There was still focus on her gaze; for a moment it had seemed to him that he could see her cheeks slacken, but then they caught themselves, adjusted, as she summoned back her focus.

He left it another moment. “Getting closer,” he told her, and made another pass across the back of her hand, and he watched as her eyes rolled up into her head, as her lips parted and she lost her awareness, and Sammy was conscious suddenly of his own reaction to that, an aroused response he had not been prepared for. Her neck, first, and then her back, went limp and she sagged against him, her head nestling by chance onto his shoulder, her breath warm against his neck.

He swallowed and took better hold of his own thoughts and impulses. “Cora,” he said softly, “do you hear me? You can nod.”

She nodded her head into his neck and Sammy was suddenly holding himself very still. “Cora,” he continued, “you are hypnotised, just as you asked. And just as you asked, a big strong man is going to take control.” He couldn’t stop himself from smiling about that. “Do you understand?”

She nodded again, and if anything it was better that time. He took another deep breath. “If it reaches midnight and you are in bed, or if you get into bed after midnight, you must put your phone down and shut it off. You cannot use it except for emergencies. Do you understand?”

Another nod, and this time Sammy went quickly to wake her again.

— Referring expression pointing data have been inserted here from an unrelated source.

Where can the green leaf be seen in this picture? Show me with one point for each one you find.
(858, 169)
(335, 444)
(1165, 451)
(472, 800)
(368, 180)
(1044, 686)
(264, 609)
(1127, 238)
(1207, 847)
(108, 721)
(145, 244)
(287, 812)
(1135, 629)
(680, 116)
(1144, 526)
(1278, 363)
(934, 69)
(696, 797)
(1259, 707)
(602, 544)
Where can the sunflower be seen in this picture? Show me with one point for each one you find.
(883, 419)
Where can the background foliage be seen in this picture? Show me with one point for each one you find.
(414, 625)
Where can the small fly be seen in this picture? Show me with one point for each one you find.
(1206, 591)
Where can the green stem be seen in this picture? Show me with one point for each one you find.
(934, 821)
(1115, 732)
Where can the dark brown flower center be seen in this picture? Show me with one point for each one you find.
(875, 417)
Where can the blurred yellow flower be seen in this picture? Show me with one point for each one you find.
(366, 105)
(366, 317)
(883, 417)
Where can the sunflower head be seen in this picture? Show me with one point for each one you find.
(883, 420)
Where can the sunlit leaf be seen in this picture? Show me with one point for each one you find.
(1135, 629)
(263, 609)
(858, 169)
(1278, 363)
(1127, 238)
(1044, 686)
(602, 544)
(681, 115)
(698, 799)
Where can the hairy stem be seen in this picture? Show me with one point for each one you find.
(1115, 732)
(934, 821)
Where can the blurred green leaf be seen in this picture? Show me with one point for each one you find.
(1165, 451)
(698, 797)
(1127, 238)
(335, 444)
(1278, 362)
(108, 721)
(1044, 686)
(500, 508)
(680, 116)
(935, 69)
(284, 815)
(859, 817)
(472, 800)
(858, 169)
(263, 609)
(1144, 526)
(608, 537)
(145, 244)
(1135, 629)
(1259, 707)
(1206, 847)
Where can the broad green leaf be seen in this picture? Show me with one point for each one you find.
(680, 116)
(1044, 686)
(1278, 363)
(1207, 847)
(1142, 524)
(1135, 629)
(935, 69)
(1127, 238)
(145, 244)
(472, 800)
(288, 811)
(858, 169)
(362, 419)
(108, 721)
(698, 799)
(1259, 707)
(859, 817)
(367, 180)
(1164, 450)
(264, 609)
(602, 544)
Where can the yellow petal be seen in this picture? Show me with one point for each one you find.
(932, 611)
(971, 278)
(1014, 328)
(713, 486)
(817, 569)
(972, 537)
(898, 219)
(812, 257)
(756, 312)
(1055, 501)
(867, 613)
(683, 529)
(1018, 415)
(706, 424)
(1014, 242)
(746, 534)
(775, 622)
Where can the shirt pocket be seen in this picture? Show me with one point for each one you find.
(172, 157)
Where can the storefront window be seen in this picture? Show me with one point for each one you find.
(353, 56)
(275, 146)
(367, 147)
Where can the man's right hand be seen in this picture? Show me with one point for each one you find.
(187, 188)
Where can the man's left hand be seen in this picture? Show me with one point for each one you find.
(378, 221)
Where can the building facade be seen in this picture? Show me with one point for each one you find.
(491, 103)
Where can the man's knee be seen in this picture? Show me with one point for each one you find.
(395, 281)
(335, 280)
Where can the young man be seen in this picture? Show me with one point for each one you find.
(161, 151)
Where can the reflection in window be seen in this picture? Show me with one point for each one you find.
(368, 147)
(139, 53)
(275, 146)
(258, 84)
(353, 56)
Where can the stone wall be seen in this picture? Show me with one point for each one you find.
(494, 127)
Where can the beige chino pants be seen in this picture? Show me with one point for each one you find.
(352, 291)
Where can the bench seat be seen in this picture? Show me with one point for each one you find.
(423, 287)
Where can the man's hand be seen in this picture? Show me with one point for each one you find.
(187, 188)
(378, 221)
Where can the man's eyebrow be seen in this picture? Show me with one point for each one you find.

It seemed to him unwise to leave her in trance much longer, in case temptation visited him more firmly.

“Let’s see how that works, OK?” he asked as she lifted her head from his shoulder, blinking sleepily.

“Sounds good,” she smiled.

*

Once again, Sammy thought not much more of hypnosis for some time afterwards; all the same, he couldn’t help but notice that when Cora wanted to concentrate during study group, she would run one thumb across the back of her other hand three times, and he couldn’t help but wonder whether that was connected to what they’d done.

When freshman year finished and he headed home, he had no idea what sophomore year would have in store, for himself and for the rest of the study group.